Víctor Ortega Campayo

  • Magnaporthe oryzae es un hongo ascomiceto que causa la piriculariosis, una de las enfermedades fúngicas más graves del cultivo de arroz (Oryza sativa L.). La identificación de proteínas de unión a ARN, específicas de hongos, está ayudando a desentrañar las redes postranscripcionales y los procesos celulares que confieren identidad al reino fúngico. Rbp35 es una proteína de unión a ARN y un componente exclusivo de la maquinaria de poliadenilación de hongos filamentosos. Rbp35 no es esencial para la viabilidad fúngica, pero regula la longitud de los 3' UTRs de transcritos que tienen funciones asociadas al desarrollo y la virulencia. La falta de ortólogos claros de Rbp35 en levaduras, plantas y animales indica que Rbp35 podría usarse como una diana fúngica para desarrollar compuestos antifúngicos.

    Aquí, analizamos la regulación ejercida por el intrón localizado en el 5' UTR de RBP35 y el marco de lectura abierto aguas arriba (uORF1), e investigamos cómo esta regulación modula la función Rbp35 en la célula. También mostramos la influencia de la poliadenilación alternativa en la patogenicidad de M. oryzae al observar las diferencias mostradas por las isoformas de ARNm de 14-3-3B durante la infección, las cuales son reguladas por Rbp35. Finalmente, estudiamos la regulación del Hrp1 de M. oryzae, otro componente del Factor de escisión I de la maquinaria de poliadenilación específica de hongos.

    La región 5' no traducida (5' UTR) del gen RBP35 tiene 733 nucleótidos (nt) de largo, inusualmente grande en comparación con el tamaño medio de los 5 'UTRs en M. oryzae. El intrón localizado en el 5' UTR de RBP35 incluye dentro de su secuencia un marco de lectura abierto aguas arriba (uORF1) y parte de un segundo uORF (uORF2) capaz de generar péptidos de 36 y 72 aminoácidos, respectivamente. Esta característica no se encuentra en ningún otro gen de M. oryzae. Mostramos que la presencia del intrón 5' UTR inhibe la traducción de la secuencia codificante de la proteína RBP35. Además, los enfoques bioquímicos y genéticos revelan que el intrón del 5’ UTR bloquea la traducción de la secuencia principal de codificación aguas abajo, es decir, RBP35. Los perfiles polisomales confirman la capacidad del 5’ UTR para desequilibrar la cantidad de ARNm de RBP35 que se encuentra en las fracciones polisomales. Además, encontramos que el péptido uORF1 puede desempeñar un papel independiente en la célula fúngica, una característica inusual para los uORF.

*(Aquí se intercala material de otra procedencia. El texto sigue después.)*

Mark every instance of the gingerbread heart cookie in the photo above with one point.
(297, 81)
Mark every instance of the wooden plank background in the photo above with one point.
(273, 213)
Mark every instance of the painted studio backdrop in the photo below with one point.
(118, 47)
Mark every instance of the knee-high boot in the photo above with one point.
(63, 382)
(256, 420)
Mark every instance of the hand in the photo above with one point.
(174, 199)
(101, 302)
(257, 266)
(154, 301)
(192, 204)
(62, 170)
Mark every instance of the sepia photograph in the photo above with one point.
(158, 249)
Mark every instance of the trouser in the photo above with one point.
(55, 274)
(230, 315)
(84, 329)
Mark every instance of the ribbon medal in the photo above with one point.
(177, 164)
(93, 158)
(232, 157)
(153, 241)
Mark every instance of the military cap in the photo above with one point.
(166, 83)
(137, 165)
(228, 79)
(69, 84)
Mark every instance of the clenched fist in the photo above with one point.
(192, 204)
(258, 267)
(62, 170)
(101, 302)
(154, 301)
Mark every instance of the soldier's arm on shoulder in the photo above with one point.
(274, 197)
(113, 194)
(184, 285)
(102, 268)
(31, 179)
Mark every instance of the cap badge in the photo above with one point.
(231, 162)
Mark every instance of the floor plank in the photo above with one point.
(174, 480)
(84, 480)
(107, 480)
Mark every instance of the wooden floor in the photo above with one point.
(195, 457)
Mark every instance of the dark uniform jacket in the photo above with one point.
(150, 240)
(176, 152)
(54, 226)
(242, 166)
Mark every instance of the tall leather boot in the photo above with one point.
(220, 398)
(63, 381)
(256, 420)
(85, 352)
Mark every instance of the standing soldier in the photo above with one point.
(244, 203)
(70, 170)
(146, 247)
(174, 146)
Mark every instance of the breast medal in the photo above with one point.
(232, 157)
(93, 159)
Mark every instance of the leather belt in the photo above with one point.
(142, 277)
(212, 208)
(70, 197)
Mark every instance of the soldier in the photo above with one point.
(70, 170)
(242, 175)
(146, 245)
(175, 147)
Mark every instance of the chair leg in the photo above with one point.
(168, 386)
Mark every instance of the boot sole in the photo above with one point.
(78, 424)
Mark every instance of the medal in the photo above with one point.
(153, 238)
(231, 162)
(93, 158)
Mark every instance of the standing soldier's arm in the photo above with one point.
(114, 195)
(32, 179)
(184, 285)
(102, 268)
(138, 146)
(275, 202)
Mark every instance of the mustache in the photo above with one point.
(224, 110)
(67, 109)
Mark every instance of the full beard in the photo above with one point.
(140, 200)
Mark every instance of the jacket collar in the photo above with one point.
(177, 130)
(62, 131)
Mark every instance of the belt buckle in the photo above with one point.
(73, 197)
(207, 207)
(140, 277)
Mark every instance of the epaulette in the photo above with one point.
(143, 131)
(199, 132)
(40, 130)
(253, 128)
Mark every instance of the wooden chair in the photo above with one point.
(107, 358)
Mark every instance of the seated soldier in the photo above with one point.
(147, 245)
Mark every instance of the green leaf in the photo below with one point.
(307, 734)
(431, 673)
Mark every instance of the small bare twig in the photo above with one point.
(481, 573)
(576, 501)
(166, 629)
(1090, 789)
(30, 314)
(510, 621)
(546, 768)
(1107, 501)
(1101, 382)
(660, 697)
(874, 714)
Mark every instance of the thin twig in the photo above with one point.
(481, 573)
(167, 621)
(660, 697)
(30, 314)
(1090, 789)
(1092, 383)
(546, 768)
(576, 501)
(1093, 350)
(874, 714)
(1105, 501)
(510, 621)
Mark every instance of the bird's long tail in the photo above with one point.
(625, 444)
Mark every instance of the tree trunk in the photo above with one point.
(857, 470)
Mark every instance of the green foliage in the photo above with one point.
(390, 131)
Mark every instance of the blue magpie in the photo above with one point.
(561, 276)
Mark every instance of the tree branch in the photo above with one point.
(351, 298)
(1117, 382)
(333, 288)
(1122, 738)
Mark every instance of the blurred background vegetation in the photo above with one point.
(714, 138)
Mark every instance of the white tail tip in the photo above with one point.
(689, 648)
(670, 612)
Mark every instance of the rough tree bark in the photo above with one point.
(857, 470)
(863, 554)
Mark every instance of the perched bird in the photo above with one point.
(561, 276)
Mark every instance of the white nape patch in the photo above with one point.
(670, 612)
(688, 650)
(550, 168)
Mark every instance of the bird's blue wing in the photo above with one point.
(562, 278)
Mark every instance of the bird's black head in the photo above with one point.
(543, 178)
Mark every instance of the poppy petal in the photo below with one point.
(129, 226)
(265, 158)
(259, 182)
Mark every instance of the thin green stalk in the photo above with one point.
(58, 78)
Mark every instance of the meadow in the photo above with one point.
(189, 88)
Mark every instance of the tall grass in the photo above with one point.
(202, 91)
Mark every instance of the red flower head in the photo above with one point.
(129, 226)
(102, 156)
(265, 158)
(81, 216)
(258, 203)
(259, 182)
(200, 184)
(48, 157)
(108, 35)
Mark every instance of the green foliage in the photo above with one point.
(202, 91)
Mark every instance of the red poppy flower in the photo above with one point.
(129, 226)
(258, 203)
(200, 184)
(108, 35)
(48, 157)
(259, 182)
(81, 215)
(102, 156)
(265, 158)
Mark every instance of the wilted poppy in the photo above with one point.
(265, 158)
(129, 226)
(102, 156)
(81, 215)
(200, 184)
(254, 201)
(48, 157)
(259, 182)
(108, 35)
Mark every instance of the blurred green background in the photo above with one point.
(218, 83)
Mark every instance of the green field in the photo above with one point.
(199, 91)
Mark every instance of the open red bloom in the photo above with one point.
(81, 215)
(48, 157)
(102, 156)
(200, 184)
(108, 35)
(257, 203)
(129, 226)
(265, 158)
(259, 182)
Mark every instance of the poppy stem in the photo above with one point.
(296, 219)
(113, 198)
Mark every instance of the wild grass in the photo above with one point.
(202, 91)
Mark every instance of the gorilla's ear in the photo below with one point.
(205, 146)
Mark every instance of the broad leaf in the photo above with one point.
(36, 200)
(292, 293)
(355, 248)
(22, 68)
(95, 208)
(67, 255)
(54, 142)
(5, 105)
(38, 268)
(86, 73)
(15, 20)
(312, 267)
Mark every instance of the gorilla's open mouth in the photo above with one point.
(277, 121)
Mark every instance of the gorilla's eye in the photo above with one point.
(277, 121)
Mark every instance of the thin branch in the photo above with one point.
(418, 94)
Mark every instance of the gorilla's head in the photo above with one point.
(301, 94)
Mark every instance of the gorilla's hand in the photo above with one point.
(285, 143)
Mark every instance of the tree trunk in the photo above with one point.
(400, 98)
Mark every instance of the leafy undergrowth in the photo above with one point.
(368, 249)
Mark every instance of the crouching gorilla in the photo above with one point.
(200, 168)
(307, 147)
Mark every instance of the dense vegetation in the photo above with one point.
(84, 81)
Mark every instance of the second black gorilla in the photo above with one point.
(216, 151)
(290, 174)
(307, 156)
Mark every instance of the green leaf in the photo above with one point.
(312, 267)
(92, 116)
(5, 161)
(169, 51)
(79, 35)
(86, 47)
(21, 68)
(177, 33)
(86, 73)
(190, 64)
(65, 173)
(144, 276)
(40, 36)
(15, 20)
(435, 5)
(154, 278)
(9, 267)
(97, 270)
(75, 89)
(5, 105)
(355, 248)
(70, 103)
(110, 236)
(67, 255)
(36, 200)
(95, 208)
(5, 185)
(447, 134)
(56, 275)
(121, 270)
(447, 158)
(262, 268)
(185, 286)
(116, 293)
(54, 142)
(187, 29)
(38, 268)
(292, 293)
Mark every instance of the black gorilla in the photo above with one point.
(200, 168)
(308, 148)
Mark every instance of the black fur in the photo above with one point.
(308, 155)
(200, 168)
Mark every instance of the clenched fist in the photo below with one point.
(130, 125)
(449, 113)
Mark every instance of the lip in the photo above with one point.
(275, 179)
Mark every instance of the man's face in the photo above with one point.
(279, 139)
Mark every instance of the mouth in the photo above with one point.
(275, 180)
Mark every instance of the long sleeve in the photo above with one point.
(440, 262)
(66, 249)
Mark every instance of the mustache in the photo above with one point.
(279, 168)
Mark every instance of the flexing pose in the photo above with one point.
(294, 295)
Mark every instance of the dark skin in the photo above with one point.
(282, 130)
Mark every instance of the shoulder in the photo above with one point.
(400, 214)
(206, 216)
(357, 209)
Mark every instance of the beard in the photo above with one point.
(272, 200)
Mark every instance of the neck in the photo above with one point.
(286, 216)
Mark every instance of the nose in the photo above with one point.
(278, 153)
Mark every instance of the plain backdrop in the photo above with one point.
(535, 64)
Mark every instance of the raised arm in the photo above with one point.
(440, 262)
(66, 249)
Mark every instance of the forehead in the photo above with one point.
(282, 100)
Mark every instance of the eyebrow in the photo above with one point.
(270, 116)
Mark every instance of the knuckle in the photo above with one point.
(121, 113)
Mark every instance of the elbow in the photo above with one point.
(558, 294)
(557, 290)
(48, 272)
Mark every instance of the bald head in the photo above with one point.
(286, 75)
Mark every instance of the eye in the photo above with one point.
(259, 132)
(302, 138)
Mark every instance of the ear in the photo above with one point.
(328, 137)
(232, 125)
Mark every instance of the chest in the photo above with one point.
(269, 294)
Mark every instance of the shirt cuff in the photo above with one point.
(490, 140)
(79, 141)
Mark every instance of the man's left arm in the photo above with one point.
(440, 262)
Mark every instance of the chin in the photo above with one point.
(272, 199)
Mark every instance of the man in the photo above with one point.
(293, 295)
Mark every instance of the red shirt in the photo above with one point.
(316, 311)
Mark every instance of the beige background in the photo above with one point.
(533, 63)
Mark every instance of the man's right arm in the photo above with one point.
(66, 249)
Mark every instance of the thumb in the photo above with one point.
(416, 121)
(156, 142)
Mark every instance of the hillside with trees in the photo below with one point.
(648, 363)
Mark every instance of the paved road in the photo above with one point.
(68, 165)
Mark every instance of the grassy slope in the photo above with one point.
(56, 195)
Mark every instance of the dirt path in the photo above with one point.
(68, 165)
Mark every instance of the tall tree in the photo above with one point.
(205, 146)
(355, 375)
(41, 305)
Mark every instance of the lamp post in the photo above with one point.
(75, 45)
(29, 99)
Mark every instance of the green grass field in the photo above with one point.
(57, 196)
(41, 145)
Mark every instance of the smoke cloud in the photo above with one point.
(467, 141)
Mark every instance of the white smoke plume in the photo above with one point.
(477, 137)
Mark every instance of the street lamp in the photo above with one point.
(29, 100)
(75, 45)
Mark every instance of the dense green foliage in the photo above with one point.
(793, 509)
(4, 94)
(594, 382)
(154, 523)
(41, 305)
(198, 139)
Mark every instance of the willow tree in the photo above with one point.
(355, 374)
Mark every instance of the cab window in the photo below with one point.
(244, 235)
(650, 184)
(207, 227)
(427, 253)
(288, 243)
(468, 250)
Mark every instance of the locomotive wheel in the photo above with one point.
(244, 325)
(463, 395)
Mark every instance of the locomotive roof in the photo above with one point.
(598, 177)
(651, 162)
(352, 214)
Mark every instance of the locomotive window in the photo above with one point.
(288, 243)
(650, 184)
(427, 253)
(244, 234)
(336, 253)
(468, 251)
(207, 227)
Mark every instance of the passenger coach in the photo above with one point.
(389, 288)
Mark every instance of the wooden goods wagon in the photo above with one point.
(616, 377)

    Seleccionamos el gen 14-3-3B, ya que su pre-ARNm está poliadenilado por Rbp35, para estudiar la influencia de la poliadenilación alternativa en la biología de M. oryzae. Las proteínas 14-3-3 son proteínas de armazón que participan en las cascadas de señalización, incluido en la vía de señalización de la ruta TOR. El mutante Δ14-3-3b muestra defectos significativos en la respuesta fúngica al estrés osmótico y la patogenicidad del hongo. La reintroducción de construcciones genéticas de 14-3-3B en el mutante Δ14-3-3b que contienen un 3' UTR corto y largo revela que el desarrollo de hongos o la respuesta al estrés osmótico no se ven afectados por la selección del sitio de poliadenilación. Sin embargo, la selección del sitio de poliadenilación distal controla los niveles de proteína y ARNm de 14-3-3B, y es crucial para el proceso de infección de M. oryzae.

    Hrp1 es una proteína de unión a ARN del segundo componente CFI presente en hongos filamentosos. La levadura contiene solo un CFI formado por Hrp1, y carece del segundo CFI que se encuentra exclusivamente en hongos filamentosos, que está compuesto por Rbp35 y CFI25. Mientras que Hrp1 es un gen esencial en la levadura, la eliminación de MoHRP1 en M. oryzae genera un mutante que todavía es viable, aunque muestra graves deficiencias de desarrollo. El Hrp1 de levaduras puede recuperar parcialmente los defectos del mutante mohrp1. Sin embargo, Hrp1 de M. oryzae no es funcional en la levadura. Estos resultados sugieren que las funciones de estas proteínas difieren entre estos dos organismos. Ensayos de doble híbrido en levadura demuestran la interacción entre MoHrp1 y Rbp35, apoyando la divergencia funcional encontrada entre estos dos organismos.

    En general, este trabajo de investigación ha contribuido a aumentar nuestro conocimiento sobre la relevancia de los elementos reguladores localizados en regiones no codificantes de la proteína de unión a ARN Rbp35, y el papel significativo que juegan los componentes de la maquinaria de poliadenilación fúngica y la poliadenilación alternativa durante la colonización de M. oryzae en el arroz.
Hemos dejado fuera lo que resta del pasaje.